Synaptic Transmission

  1. Action potentials travel to the presynaptic terminal, prompting voltage-gated calcium channels to open.
  2. Intracellular calcium levels rise, causing synaptic vesicles to fuse with the presynaptic membrane, releasing neurotransmitters into the cleft via exocytosis.
  3. Neurotransmitters diffuse across the synaptic cleft, binding to receptors on postsynaptic membranes, which modulate ion channels or lead to production of gaseous neurotransmitters.

Fate of Neurotransmitter

  1. Reuptake of neurotransmitters by the presynaptic membrane for recycling.
  2. Gaseous neurotransmitters are metabolized within the postsynaptic cell.
  3. Reuptake inhibitors can prolong neurotransmitter action in the synaptic cleft, enhancing effects and administered when natural levels are low.

Postsynaptic Potential

  • Refers to transient Vm change on the postsynaptic membrane due to neurotransmitter release:
    • Excitatory postsynaptic potential (EPSP): Depolarization caused by cation influx (e.g., Na+).
    • Inhibitory postsynaptic potential (IPSP): Hyperpolarization from anion influx (e.g., Cl-) or cation efflux (e.g., K+).

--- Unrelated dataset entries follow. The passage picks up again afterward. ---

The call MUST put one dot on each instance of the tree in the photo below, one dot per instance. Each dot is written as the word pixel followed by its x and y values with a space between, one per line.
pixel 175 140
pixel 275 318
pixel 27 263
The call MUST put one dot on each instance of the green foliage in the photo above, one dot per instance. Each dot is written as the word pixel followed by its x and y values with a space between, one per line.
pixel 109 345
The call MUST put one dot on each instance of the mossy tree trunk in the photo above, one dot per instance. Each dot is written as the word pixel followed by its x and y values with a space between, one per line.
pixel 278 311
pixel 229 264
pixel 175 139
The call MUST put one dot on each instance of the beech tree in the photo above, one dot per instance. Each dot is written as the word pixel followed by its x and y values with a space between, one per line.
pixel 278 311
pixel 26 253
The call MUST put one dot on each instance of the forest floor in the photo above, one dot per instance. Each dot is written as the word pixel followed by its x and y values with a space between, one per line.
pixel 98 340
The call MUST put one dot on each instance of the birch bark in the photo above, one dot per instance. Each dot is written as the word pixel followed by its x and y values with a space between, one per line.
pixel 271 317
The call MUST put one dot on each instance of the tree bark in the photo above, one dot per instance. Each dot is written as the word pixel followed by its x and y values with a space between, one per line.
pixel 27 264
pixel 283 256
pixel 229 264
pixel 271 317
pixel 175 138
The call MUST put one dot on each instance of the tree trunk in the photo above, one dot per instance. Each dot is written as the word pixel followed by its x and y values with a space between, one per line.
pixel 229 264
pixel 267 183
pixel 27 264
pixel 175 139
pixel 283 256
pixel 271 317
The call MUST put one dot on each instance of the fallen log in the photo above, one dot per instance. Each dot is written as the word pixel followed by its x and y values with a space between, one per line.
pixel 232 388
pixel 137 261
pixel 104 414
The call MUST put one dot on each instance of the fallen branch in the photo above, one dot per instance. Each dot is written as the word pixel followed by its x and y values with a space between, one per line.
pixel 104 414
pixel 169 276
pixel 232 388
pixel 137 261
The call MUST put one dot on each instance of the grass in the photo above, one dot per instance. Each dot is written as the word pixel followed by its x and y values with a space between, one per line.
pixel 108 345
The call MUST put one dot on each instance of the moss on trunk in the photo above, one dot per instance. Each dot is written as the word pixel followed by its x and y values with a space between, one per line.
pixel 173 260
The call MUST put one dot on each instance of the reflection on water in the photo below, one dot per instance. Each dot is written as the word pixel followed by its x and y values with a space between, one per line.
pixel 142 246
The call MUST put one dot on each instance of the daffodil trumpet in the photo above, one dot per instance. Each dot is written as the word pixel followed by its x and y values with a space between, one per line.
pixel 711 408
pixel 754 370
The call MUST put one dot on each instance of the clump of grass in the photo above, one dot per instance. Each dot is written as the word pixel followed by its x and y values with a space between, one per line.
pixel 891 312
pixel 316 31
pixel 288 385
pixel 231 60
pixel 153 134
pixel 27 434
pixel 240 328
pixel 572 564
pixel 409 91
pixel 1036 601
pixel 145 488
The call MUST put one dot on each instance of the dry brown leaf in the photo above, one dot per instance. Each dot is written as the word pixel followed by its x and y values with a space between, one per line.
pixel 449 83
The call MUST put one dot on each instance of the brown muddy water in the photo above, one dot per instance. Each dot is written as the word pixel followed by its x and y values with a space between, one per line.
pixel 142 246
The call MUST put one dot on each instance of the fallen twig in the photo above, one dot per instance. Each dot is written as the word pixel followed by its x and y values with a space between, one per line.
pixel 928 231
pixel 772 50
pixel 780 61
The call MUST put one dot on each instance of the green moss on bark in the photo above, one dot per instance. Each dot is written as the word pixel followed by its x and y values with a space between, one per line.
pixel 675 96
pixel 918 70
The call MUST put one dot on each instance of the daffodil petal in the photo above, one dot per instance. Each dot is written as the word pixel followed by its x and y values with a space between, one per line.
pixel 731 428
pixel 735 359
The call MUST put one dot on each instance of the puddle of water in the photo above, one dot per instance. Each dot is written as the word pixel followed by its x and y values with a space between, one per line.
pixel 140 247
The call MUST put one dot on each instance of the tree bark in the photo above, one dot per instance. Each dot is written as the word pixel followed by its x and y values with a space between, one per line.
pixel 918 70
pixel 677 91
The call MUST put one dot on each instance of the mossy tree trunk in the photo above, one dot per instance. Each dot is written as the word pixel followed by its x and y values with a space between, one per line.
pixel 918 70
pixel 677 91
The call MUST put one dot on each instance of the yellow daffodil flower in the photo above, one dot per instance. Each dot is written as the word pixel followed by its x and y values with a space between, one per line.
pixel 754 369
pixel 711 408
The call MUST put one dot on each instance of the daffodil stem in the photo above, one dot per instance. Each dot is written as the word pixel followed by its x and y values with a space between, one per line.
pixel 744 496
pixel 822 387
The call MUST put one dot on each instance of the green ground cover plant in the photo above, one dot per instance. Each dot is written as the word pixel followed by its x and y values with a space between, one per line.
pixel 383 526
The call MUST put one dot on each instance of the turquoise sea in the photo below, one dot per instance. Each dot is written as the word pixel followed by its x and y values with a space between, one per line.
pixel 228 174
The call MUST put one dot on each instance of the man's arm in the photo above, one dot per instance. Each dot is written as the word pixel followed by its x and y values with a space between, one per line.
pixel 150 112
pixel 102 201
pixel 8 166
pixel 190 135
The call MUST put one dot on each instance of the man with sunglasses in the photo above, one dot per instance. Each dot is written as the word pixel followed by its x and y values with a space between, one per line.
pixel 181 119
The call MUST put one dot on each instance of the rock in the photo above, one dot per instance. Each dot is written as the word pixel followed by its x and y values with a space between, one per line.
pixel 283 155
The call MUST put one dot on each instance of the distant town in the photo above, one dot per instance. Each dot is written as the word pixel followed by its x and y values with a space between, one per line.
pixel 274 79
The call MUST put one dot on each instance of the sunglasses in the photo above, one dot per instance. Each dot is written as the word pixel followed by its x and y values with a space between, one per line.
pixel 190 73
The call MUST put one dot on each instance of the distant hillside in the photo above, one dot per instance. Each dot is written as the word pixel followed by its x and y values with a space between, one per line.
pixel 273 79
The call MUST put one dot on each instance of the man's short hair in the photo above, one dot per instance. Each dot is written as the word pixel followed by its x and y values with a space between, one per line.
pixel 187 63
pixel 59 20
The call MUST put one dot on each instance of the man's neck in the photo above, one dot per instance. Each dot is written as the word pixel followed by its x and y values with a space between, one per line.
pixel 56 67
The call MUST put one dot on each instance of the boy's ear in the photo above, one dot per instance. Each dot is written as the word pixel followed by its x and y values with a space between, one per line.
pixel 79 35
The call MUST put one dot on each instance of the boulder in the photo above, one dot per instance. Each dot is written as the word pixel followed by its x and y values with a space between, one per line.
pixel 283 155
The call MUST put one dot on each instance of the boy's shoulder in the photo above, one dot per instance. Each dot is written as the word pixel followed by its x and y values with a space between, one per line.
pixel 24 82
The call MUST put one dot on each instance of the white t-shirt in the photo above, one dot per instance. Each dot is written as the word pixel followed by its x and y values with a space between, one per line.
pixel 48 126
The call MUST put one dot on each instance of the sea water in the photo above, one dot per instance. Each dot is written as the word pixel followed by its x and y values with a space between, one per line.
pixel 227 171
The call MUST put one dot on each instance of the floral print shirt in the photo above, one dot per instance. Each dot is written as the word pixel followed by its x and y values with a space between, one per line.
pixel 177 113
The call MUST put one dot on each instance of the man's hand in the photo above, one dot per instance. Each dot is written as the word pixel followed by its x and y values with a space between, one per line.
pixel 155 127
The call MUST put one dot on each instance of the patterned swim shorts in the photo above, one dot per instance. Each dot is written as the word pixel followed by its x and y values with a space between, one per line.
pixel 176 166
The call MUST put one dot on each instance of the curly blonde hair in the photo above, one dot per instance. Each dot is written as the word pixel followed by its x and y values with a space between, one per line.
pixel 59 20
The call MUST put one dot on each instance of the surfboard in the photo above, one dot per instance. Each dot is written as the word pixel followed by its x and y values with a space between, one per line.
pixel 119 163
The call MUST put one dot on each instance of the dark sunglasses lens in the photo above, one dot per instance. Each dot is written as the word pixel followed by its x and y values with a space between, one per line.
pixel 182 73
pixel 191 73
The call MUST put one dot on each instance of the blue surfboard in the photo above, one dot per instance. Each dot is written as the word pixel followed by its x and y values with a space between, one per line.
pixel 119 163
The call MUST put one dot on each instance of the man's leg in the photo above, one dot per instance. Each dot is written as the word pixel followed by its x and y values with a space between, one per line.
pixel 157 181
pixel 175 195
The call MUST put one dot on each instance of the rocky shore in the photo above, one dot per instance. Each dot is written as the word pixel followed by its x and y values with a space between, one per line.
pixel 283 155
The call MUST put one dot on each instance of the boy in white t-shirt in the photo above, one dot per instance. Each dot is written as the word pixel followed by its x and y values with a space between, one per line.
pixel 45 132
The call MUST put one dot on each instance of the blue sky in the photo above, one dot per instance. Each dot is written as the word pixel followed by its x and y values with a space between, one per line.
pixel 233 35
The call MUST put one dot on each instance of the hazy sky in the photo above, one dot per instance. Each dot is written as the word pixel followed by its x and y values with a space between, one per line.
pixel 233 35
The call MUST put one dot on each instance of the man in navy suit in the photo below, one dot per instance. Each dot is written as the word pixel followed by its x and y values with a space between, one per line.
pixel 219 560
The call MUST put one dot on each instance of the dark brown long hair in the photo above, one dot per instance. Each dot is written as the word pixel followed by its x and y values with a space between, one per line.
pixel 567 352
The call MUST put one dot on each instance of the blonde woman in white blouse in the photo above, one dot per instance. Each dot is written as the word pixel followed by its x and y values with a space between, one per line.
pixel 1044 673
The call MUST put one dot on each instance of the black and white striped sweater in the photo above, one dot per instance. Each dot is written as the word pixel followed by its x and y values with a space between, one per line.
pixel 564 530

Summation of Postsynaptic Potential

  • The combined effects of multiple EPSPs and IPSPs dictate the output Vm change:
    • Spatial Summation: Multiple potentials from different synapses occurring simultaneously.
    • Temporal Summation: Multiple potentials from the same synapse occurring closely in time.
Synaptic Plasticity
  • Refers to changes in the synapse's structure or function affecting neurotransmitter release or receptor numbers, which can lead to new synapse formations or synapse loss:
    • Requires a significant "event" for plasticity to occur.